Awake prone positioning of hypoxaemic patients with COVID-19: protocol for a randomised controlled open-label superiority meta-trial
Jie Li,
Yonatan Perez,
Jean-Pierre Frat,
Stephan Ehrmann,
Elsa Tavernier,
Bairbre McNicholas,
Ivan Pavlov,
Oriol Roca,
John Laffey,
Sara Mirza,
David Cosgrave,
David Vines
Affiliations
Jie Li
Department of Cardiopulmonary Sciences, Division of Respiratory Care, Rush University, Chicago, Illinois, USA
Yonatan Perez
Médecin Intensive Réanimation, CIC 1415, CRICS-TriggerSEP, Centre d`étude des pathologies respiratoires, INSERM U1100, Université de Tours, CHU Tours, Tours, Centre, France
Jean-Pierre Frat
Médecine Intensive Réanimation, Centre Hospitalier Universitaire de Poitiers, Poitiers, France
Stephan Ehrmann
Médecin Intensive Réanimation, CIC 1415, CRICS-TriggerSEP, Centre d`étude des pathologies respiratoires, INSERM U1100, Université de Tours, Centre Hospitalier Régional Universitaire de Tours, Tours, Centre, France
Elsa Tavernier
Biostatistics Department, Clinical Investigation Center-1415 INSERM, CHU Tours, Tours, France
Bairbre McNicholas
Department of Anaesthesia and Intensive Care Medicine, School of Medicine, National University of Ireland Galway, Galway, Ireland
Ivan Pavlov
Department of Emergency Medicine, Hopital de Verdun, Montreal, Quebec, Canada
Oriol Roca
Critical Care Department, Vall d`Hebron University Hospital, Vall d`Hebron Research Institute, Barcelona, Catalunya, Spain
John Laffey
Department of Anaesthesia and Intensive Care Medicine, School of Medicine, National University of Ireland Galway, Galway, Ireland
Sara Mirza
Department of Cardiopulmonary Sciences, Division of Respiratory Care, Rush University, Chicago, Illinois, USA
David Cosgrave
Department of Anaesthesia and Intensive Care Medicine, School of Medicine, National University of Ireland Galway, Galway, Ireland
David Vines
Department of Cardiopulmonary Sciences, Division of Respiratory Care, Rush University, Chicago, Illinois, USA
Introduction Prone positioning (PP) is an effective first-line intervention to treat patients with moderate to severe acute respiratory distress syndrome (ARDS) receiving invasive mechanical ventilation, as it improves gas exchanges and reduces mortality.
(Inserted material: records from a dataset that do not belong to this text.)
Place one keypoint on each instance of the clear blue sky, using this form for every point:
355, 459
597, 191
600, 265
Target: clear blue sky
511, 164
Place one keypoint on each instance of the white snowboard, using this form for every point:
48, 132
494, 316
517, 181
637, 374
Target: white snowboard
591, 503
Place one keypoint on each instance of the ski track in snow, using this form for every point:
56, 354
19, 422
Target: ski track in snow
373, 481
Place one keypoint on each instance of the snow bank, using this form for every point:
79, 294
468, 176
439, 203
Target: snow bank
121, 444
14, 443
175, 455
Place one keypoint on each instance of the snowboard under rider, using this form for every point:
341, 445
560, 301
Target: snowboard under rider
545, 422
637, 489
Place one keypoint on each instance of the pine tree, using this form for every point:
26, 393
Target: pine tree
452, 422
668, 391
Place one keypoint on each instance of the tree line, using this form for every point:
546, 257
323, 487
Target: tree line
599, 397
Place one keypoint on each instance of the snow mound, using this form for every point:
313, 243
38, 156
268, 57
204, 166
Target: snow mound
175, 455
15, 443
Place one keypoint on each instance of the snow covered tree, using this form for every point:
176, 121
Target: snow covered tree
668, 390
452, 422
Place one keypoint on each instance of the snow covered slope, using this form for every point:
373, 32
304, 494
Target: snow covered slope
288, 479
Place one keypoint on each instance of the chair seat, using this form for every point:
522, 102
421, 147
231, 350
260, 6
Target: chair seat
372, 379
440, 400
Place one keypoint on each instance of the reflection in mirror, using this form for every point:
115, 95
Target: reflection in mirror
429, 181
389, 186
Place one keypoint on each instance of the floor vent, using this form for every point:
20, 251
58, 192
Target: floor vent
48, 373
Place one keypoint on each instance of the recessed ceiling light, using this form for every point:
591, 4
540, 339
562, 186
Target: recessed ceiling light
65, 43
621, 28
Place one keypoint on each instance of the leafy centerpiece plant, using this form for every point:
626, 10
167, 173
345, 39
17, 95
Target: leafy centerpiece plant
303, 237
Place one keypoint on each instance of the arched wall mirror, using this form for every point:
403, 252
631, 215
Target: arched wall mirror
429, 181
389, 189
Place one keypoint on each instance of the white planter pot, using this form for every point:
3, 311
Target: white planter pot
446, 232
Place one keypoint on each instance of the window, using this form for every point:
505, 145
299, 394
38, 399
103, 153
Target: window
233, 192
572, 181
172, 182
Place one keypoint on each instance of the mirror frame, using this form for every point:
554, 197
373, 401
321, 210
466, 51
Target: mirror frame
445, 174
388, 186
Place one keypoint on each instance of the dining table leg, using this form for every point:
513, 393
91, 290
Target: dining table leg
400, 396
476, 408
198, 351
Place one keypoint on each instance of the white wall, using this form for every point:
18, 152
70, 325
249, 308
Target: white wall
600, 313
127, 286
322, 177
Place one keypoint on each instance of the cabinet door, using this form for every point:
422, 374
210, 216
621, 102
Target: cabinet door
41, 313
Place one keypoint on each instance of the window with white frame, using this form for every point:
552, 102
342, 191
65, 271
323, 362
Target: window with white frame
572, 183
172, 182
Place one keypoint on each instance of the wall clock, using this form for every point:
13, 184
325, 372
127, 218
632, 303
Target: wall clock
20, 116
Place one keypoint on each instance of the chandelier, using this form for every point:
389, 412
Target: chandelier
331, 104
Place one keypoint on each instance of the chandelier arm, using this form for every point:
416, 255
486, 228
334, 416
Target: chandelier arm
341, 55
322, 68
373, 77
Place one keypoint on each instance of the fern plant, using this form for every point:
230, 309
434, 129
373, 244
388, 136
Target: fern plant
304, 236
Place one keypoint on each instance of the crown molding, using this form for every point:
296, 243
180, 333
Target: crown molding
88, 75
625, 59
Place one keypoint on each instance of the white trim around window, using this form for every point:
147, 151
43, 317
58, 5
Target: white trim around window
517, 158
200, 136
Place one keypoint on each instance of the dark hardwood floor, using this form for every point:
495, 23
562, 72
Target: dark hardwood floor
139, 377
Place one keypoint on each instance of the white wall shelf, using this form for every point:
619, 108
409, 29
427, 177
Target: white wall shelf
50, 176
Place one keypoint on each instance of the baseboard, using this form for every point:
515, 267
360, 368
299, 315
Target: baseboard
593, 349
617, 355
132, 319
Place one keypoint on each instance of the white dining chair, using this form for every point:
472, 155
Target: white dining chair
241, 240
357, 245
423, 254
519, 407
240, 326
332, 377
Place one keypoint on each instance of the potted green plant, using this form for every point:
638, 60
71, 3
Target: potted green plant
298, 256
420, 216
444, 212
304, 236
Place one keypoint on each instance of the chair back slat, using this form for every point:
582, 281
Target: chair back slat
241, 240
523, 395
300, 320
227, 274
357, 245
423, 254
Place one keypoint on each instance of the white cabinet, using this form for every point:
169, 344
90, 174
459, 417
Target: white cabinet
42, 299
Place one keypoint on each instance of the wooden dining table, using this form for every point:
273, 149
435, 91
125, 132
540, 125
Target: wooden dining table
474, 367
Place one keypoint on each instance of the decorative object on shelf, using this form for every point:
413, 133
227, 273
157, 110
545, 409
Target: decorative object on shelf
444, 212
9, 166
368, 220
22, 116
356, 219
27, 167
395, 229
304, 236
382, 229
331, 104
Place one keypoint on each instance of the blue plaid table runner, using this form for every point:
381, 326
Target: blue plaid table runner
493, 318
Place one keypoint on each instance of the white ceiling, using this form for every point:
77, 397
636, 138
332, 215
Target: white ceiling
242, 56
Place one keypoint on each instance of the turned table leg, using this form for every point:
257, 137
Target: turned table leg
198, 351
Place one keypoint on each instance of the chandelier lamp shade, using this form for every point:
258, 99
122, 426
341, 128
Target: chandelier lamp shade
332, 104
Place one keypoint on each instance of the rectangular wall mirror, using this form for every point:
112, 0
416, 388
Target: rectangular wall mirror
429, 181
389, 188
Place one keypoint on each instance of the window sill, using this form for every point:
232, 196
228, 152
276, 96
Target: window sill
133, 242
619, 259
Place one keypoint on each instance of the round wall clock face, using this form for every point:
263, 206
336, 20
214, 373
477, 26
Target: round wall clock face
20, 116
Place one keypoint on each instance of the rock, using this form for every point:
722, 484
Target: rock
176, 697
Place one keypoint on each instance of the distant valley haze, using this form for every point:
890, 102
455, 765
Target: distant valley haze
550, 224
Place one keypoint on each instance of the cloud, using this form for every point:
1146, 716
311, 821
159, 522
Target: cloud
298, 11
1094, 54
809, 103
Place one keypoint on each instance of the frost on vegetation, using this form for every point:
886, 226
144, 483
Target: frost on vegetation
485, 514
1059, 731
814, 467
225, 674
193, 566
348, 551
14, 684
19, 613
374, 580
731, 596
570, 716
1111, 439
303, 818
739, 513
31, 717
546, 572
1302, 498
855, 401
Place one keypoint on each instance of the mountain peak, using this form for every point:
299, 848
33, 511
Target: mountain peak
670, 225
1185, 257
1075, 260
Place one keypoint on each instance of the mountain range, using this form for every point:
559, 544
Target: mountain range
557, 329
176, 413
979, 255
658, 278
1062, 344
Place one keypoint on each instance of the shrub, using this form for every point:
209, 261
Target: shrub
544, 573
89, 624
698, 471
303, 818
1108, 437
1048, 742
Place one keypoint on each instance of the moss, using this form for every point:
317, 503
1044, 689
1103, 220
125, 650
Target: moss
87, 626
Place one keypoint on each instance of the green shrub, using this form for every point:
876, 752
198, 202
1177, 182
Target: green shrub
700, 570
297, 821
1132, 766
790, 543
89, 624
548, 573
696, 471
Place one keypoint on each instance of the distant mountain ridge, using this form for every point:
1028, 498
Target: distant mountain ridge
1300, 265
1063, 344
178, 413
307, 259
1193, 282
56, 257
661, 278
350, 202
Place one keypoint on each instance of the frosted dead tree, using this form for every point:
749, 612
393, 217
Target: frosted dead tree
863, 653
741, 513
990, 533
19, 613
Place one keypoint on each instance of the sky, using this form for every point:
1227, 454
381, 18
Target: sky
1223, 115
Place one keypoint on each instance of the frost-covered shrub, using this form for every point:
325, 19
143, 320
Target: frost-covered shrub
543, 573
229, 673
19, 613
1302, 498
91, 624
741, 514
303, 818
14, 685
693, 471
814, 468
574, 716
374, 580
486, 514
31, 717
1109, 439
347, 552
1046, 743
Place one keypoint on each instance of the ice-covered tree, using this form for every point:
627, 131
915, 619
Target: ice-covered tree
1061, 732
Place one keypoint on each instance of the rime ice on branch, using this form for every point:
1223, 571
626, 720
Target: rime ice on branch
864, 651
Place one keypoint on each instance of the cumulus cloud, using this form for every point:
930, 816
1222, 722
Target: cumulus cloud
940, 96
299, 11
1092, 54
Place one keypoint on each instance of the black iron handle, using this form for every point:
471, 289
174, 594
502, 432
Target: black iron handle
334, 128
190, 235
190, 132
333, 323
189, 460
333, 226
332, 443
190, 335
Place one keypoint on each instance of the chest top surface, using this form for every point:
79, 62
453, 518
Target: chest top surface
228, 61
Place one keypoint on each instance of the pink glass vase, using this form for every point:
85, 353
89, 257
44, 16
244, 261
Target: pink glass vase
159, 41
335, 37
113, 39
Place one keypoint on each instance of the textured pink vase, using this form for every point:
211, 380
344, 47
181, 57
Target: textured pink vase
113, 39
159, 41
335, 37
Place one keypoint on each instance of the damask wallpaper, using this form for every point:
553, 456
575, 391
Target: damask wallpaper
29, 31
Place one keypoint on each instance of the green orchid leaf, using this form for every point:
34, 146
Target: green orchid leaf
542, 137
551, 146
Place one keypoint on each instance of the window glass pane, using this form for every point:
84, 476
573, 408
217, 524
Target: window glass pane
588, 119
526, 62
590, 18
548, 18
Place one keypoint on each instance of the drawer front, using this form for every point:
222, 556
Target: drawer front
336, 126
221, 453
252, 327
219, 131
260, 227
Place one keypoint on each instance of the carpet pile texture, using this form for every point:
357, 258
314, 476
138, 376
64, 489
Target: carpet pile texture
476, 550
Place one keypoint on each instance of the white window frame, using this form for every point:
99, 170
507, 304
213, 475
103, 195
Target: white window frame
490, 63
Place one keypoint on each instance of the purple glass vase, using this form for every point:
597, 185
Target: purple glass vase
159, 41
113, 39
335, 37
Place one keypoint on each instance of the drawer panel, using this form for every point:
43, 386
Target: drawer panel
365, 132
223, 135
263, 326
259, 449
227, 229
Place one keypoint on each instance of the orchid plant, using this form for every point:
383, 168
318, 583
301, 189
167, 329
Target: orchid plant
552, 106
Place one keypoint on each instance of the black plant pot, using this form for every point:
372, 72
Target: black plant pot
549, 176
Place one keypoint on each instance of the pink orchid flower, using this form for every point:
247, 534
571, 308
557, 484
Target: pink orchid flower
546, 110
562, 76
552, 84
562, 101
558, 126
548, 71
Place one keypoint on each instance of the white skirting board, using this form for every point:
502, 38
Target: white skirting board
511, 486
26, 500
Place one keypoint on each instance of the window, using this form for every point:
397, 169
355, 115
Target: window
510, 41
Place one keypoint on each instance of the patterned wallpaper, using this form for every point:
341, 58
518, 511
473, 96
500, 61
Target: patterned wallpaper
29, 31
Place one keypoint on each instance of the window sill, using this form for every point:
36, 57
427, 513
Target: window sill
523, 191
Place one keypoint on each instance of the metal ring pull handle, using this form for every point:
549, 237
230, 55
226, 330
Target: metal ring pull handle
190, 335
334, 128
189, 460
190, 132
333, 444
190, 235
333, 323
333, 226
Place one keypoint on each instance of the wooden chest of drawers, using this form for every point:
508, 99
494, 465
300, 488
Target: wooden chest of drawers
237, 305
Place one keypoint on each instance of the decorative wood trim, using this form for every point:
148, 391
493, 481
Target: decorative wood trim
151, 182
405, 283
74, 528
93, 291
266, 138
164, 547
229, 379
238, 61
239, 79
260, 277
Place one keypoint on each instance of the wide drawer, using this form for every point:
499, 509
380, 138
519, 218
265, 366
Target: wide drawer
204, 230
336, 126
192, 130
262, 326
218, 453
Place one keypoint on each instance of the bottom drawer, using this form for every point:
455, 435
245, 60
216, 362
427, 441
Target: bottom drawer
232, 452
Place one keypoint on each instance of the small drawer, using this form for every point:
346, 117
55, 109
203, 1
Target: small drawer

The use of PP in awake spontaneous breathing patients with ARDS secondary to COVID-19 was reported to improve oxygenation in few retrospective trials with small sample size. High-level evidence of awake PP for hypoxaemic patients with COVID-19 patients is still lacking.Methods and analysis The protocol of this meta-trial is a prospective collaborative individual participant data meta-analysis of randomised controlled open label superiority trials. This design is particularly adapted to a rapid scientific response in the pandemic setting. It will take place in multiple sites, among others in USA, Canada, Ireland, France and Spain. Patients will be followed up for 28 days. Patients will be randomised to receive whether awake PP and nasal high flow therapy or standard medical treatment and nasal high flow therapy. Primary outcome is defined as the occurrence rate of tracheal intubation or death up to day 28. An interim analysis plan has been set up on aggregated data from the participating research groups.Ethics and dissemination Ethics approvals were obtained in all participating countries. Results of the meta-trial will be submitted for publication in a peer-reviewed journal. Each randomised controlled trial was registered individually, as follows: NCT04325906, NCT04347941, NCT04358939, NCT04395144 and NCT04391140.